EP Review: Couch Cult – Couch Cult
Couch Cult project was started by three friends, improvising in a basement during the strange and sad COVID pandemic times. Their debut self-titled EP was produced by Winton Josephs from Atlanta. It's an emotional and sonic capsule that blurs the borders between hopefulness and doubt, between imaginary and real.

Introducing the EP is the instantly captivating opener "Psilo," which first made its entrance as a standalone single back in May. This particular piece artfully draws parallels between the shifted perceptions brought about by psilocybin and the experience of isolation — both in the physical realm and within one's thoughts.

Noteworthy are the moments in the chorus, where vocals take on an intriguing alternation, seamlessly transitioning from a velvety-smooth quality to an emotionally charged, raw intensity. This employs a clever contrast between the notions of flying and falling, underlining the uncanny resemblance between moments of triumph and setback, advocating for a mindset that values the path over fixating on eventual results.

Adding to the musical landscape are the ethereal textures of the guitar, which coexist in a harmonious juxtaposition with the liveliness of the bassline — an active element that injects the composition with energy.

Continuing with the journey through the EP, we encounter the second track, "Woodstock '99". The song taps into the reservoir of nostalgic energy drawn from observing the documentaries from the ill-famed festival that gave its name to the track.

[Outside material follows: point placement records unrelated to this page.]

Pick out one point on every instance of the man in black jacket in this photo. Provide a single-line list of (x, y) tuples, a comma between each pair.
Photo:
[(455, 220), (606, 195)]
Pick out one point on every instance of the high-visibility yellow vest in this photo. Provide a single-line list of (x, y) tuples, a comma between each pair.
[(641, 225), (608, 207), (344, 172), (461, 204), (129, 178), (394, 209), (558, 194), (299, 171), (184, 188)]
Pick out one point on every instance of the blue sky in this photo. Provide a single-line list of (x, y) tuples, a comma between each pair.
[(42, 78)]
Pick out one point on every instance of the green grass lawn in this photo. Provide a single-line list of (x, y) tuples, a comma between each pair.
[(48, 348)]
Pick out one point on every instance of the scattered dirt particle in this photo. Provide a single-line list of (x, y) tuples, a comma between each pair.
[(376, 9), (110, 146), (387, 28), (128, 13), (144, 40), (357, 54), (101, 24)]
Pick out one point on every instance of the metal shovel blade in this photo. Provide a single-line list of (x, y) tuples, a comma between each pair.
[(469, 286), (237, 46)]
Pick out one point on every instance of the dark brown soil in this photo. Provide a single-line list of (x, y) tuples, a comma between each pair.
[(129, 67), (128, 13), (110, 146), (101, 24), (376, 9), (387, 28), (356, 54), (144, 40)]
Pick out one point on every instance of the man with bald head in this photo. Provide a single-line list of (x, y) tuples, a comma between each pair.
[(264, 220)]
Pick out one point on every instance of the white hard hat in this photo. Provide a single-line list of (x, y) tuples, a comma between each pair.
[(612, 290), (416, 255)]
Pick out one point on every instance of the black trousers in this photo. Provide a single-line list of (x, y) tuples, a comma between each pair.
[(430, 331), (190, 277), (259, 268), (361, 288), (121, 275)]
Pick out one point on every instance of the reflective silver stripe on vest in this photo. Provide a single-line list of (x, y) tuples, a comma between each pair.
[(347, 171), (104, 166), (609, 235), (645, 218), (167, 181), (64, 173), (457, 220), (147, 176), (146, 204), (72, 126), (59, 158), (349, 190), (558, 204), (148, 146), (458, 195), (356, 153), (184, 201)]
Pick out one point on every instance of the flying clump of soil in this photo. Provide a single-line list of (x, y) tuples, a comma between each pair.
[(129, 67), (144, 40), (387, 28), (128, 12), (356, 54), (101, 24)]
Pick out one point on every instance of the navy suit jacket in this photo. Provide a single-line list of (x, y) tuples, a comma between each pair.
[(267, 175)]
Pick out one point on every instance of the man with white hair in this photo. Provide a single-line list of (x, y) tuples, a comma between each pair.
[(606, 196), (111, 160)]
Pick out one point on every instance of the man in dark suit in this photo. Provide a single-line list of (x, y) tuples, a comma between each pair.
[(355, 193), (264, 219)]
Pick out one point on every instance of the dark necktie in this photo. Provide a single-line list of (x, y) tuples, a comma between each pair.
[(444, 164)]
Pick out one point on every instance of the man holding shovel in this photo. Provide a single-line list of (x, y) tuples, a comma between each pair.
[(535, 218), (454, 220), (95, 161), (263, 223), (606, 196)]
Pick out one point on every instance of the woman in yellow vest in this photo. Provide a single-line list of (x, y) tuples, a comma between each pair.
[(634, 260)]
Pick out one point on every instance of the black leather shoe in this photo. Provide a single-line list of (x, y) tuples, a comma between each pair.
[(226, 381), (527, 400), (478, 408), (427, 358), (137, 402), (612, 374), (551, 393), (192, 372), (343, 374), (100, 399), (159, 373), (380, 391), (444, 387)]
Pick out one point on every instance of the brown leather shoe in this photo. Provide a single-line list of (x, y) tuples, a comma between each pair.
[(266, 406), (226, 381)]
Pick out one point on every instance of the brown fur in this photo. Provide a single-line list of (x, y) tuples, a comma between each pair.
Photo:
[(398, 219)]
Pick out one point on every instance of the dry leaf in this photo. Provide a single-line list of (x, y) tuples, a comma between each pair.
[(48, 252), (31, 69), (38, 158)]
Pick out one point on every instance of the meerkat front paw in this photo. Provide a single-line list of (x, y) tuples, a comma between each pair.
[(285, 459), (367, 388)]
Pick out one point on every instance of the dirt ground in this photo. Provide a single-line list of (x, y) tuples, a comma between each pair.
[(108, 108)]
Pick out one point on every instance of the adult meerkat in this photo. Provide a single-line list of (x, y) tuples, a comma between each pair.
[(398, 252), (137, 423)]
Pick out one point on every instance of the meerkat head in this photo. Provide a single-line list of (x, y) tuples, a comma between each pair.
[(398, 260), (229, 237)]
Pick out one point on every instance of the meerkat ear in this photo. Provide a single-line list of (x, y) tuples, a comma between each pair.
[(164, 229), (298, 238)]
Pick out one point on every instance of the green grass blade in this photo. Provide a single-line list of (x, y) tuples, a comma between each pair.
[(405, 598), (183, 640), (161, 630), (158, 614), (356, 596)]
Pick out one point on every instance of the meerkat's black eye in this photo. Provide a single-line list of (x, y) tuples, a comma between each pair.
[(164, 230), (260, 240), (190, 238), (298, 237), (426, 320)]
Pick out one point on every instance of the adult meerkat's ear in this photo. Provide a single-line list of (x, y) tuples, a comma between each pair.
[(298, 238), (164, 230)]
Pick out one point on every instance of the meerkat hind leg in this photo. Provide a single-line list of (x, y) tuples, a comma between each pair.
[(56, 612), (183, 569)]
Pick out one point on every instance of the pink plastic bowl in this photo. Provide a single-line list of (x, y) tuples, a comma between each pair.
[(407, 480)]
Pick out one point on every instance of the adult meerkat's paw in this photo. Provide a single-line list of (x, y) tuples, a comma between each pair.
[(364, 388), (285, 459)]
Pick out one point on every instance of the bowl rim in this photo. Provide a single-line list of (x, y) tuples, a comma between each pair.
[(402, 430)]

The standout part of the composition are the subdued raw guitar tones that sound like muffled echoes of the music from the Nu Metal era that inspired the song. In a manner reminiscent of the opener, the vocals here exhibit emotional versatility, enhancing the feeling of being torn between the poles of "optimism and doubt", as described by the band.

The next song "Tragedy" is probably the catchiest on the EP, melodically and groove-wise. The vocals here are lulling and intimate, and the guitar textures are even more resonant and ghostly. This creates a feeling of walking through mist or inside a cave, where nothing is what it seems, like in life itself. This is reflected in the song's lyrics, poetically speaking of our tendency to idealize the past, making it harder to move on into the future.

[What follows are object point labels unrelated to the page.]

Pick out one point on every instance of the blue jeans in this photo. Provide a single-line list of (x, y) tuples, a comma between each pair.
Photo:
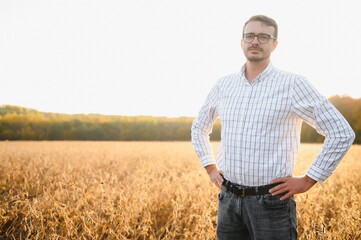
[(255, 217)]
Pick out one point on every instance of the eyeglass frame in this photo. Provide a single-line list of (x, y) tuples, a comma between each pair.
[(256, 36)]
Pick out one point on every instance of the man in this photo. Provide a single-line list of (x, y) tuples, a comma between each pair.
[(261, 111)]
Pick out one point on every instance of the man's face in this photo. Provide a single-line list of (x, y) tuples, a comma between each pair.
[(256, 51)]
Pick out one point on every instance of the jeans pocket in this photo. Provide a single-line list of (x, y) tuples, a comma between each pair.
[(273, 202), (221, 194)]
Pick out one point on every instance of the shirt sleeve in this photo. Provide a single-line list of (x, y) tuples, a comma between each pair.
[(320, 114), (202, 127)]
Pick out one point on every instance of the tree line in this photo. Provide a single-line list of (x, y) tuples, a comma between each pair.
[(19, 123)]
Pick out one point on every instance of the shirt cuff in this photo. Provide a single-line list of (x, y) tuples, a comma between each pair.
[(317, 174), (207, 160)]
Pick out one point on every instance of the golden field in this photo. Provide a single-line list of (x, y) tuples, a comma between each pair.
[(146, 190)]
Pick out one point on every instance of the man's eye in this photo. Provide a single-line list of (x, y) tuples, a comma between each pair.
[(263, 36)]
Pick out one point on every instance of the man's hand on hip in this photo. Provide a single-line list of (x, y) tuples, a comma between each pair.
[(291, 186), (215, 175)]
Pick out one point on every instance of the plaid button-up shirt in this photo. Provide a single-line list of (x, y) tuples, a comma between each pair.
[(261, 127)]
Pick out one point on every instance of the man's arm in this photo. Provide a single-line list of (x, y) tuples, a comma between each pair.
[(215, 175), (328, 121), (292, 186), (201, 129)]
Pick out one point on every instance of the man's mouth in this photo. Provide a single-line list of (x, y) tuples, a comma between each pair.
[(255, 49)]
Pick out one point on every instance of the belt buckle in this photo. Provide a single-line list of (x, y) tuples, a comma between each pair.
[(242, 192)]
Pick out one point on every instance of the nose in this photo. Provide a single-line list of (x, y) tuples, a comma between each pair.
[(255, 41)]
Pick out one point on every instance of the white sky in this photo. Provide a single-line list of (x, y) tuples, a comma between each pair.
[(161, 57)]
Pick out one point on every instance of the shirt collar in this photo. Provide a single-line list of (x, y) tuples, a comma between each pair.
[(260, 77)]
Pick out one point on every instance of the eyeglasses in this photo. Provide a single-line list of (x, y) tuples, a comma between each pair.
[(262, 37)]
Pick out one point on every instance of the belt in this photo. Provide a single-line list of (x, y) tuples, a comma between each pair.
[(247, 191)]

"Smile, baby" is beautifully disorienting. The head-spinning sound effects and artful use of reverberation, especially on the vocals, continue building an illusionary world that we first encountered in the previous track. Is the smile sincere of fake? Does it even matter if our mind keeps playing tricks on us – now, before, and in the future that the song feel so optimistic about?

The EP closes with "Synthetic" that features the rawest vocals and the most straightforward production on the EP. The bass is pulsing, the drums are grooving steadily, with an almost drum-machine-like quality. The song's energy feels like an urge to wake up from the imaginary universe masterfully built by the band on this sonically and thematically cohesive EP, taking influences from Dream Pop, Soul and classic Psychedelic Rock.